Le Caire a accueilli, du 1er au 3 septembre, la réunion de la Task Force du G20 sur la sécurité alimentaire, un premier rendez-vous hors des pays membres. L’occasion pour l’Égypte de placer la famine à Gaza et les fragilités du système alimentaire mondial au centre du débat.
Pendant trois jours, diplomates, ministres et experts se sont réunis dans la capitale égyptienne, transformée en forum international pour la sécurité alimentaire. Sous l’égide de la présidence sud-africaine, la réunion du G20 a été qualifiée de « jalon historique » par Ragui El-Etreby, représentant présidentiel de l’Égypte auprès du groupe. Il a insisté sur la nécessité de défendre les priorités des pays en développement, en particulier africains.

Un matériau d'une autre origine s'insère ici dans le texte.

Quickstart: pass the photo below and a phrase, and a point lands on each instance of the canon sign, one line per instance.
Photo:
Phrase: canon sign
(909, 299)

Dès l’ouverture, Le Caire a dénoncé la « politique systématique de la faim » imposée, selon ses termes, à Gaza, où 2,4 millions de Palestiniens vivent sous blocus. Les autorités égyptiennes ont rappelé que plus de 5 400 camions chargés d’aide alimentaire et médicale sont bloqués dans le Sinaï. Selon les chiffres communiqués, au moins 340 personnes, dont des enfants, seraient déjà mortes de malnutrition, tandis que 600 000 personnes seraient menacées par une famine catastrophique.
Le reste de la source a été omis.